The young officer was obviously smitten with her as well: “Some people’s beauty lies not in the features, but in the varied expression that the countenance will assume under the various emotions,” Washington Roebling wrote to his sister. “She is a most entertaining talker…”

It turned out the young officer was the son of John Roebling, the pioneer of suspension bridges who was planning a massive bridge over New York’s East River. The courtship didn’t take long – Emily Warren married Washington Roebling just as the war ended in 1865 and they immediately sailed to Europe for their honeymoon. The trip also provided Washington with an opportunity to research methods of underwater construction, particularly ways to avoid contracting “the bends” when resurfacing from the depths – which would help his father’s project immensely.

When they returned, construction on the Brooklyn Bridge was just beginning in earnest. John Roebling was very active in colossal project, looking after every detail on the worksite every day, but then disaster struck – his foot was crushed by an errant tugboat, and John Roebling died of tetanus 17 days later.

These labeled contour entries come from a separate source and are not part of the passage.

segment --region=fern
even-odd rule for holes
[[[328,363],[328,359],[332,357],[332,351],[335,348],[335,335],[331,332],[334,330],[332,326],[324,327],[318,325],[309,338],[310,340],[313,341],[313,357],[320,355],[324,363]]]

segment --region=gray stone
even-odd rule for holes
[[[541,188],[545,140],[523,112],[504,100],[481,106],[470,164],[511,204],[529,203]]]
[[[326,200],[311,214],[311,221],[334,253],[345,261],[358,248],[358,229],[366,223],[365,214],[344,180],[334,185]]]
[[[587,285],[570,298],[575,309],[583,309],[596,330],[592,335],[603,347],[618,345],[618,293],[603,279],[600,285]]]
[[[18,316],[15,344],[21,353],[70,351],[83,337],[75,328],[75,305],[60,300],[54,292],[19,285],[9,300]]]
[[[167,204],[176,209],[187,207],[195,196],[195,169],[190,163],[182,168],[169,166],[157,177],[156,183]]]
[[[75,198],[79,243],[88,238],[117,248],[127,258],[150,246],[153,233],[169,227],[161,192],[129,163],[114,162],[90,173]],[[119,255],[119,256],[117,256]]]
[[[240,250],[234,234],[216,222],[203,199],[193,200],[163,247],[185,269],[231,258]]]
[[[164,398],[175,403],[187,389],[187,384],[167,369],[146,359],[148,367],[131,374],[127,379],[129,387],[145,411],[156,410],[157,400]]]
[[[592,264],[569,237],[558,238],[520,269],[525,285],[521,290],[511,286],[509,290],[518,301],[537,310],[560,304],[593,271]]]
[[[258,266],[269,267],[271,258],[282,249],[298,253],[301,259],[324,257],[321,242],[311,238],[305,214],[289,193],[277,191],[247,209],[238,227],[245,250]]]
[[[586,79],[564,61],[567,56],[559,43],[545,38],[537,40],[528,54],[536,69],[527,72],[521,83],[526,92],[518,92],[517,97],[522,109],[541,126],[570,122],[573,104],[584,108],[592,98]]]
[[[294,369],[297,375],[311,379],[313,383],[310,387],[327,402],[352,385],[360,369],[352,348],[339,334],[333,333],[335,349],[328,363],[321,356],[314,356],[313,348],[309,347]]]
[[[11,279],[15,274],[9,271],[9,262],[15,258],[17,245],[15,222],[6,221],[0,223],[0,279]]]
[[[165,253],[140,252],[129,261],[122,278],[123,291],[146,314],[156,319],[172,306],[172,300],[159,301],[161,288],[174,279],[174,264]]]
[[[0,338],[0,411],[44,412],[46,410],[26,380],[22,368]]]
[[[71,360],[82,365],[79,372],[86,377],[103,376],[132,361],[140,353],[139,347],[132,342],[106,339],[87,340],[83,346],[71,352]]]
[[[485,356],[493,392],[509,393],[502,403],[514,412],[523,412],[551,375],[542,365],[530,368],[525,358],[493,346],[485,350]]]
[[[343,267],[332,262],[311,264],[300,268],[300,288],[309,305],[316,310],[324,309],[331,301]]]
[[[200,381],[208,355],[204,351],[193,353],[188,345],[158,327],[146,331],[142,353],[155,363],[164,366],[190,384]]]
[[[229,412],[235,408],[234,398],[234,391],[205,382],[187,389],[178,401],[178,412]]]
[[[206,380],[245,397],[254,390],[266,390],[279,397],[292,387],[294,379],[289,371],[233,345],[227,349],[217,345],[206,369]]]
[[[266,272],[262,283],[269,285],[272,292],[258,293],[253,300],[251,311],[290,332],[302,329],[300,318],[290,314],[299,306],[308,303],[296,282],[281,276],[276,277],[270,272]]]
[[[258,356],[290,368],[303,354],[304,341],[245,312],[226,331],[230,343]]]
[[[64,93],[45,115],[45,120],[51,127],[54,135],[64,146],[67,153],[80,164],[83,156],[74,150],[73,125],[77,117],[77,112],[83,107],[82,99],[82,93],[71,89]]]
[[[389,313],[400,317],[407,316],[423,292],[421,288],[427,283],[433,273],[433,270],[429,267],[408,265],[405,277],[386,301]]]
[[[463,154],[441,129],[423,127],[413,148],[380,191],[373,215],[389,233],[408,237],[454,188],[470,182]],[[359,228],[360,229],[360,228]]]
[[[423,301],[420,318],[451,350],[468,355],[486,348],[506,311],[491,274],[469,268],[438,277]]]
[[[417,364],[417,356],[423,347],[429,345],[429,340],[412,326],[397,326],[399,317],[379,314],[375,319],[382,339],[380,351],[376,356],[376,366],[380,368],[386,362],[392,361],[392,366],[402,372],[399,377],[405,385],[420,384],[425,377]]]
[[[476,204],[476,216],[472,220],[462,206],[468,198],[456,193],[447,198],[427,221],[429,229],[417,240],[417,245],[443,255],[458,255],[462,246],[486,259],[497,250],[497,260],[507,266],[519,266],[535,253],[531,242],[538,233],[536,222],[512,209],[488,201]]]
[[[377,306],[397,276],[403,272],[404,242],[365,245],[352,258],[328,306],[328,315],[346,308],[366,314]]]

Young Washington immediately took over his father’s project, regularly descending beneath the river’s surface to inspect the caissons for the bridge piers, but before long he also took sick – from the same decompression sickness he had studied, contracted while working in the deep.

John Roebling was dead and Washington Roebling was now an invalid – weak and easily tired – who could only oversee construction from a window of his Brooklyn Heights home.
Who would take the reins of leadership for this immense work?

Emily Roebling began taking down copious notes on what her husband told her remained to be done. She studied the technical issues and learned about strength of materials, stress analysis, cable construction, and the calculation of catenary curves. She inspected the worksite every day and conveyed her husband’s instructions to the workers and answered the questions they had. Eventually many began to suspect that she was the real intelligence behind the bridge.

A Roebling competitor, Abram Hewitt, admitted as much. When the Brooklyn Bridge was finally complete he called it “an everlasting monument to the self-sacrificing devotion of a woman and of her capacity for that higher education from which she has been too long disbarred… The name of Emily Warren Roebling will…be inseparably associated with all that is admirable in human nature and all that is wonderful in the constructive world of art.”
On May 24, 1883, the bridge officially opened amid a frenzy of ceremonies celebrating this triumph of engineering. As construction workers raised their hats and cheered, it was Emily Warren Roebling who rode across the new Brooklyn Bridge in the first open carriage, carrying a plump rooster to symbolize victory. President Chester A. Arthur and Governor Grover Cleveland, accompanied by a contingent of marching bands, crossed from the Manhattan side to meet her.